Surrogate Modeling of Interconnector Flows: A Machine Learning Alternative to Full-Scale Power System Simulations with Application to Cross-Border Electricity Exchange

Cross-border electricity exchanges are crucial for operating and planning highly renewable power systems. Many studies reduce spatial granularity to keep the models tractable and prescribe cross-border exchanges exogenously, often by reusing historical import/export time series. Such assumptions become inconsistent as renewable penetration changes the magnitude and timing of flows. This paper proposes a machine-learning (ML) surrogate framework that maps available nodal time series data (e.g., hourly demand and renewable generation) to synthetic, interconnector-level flow time series. The goal is to provide consistent flow profiles that are used as fixed boundary conditions in reduced power system optimization models (PSOMs).

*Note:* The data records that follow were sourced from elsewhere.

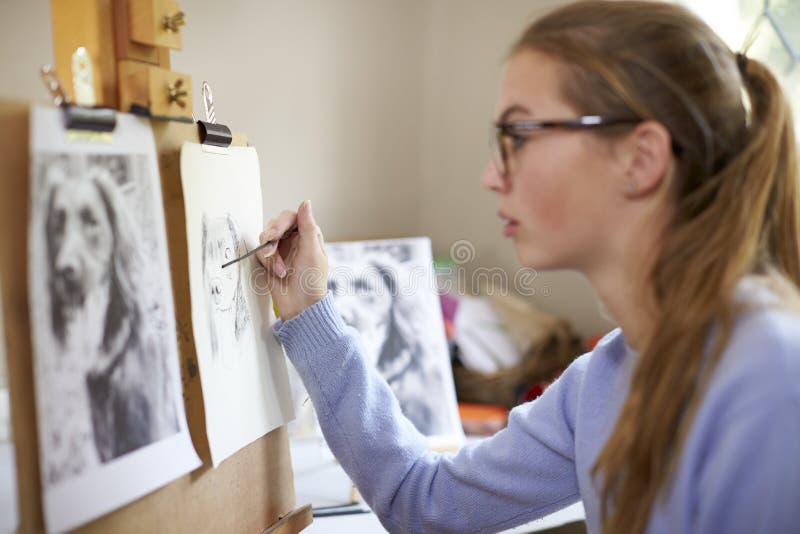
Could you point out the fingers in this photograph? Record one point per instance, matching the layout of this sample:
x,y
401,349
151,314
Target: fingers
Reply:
x,y
270,258
307,227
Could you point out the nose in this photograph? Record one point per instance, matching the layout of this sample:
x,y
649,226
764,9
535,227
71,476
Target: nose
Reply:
x,y
67,261
491,179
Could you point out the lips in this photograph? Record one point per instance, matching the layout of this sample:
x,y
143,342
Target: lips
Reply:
x,y
511,225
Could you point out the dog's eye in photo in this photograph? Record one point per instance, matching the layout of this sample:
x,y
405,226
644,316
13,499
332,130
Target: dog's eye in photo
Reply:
x,y
88,218
57,221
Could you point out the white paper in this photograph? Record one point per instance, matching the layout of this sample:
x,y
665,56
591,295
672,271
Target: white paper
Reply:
x,y
386,290
242,365
110,412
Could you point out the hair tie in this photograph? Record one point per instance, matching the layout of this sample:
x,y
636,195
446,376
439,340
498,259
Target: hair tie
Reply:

To improve downstream feasibility when surrogate flows are imposed in optimization, we further introduce a custom loss for the neural-network surrogate that penalizes physically impossible flow patterns. We demonstrate the framework on a pan-European single-node per country DC optimal power flow setting using the open-source LEGO PSOM with ENTSO-E TYNDP 2024 National Trends assumptions for 2030. We assess two model classes: k-nearest neighbors (KNN) and feedforward neural networks (SQU), using both full and reduced feature sets. The SQU models generalize more robustly than KNN to unseen climate years and substantially improve upon scaled historical benchmarks in terms of predictive accuracy. When imposed as fixed boundary flows in single-node PSOMs, the ML-generated profiles produce outcomes that closely match the results of the full European simulation, while delivering substantial runtime reductions (up to ~500x). These results indicate that ML-based flow surrogates can provide decision-relevant interconnector flows for tractable reduced studies in high-renewable systems.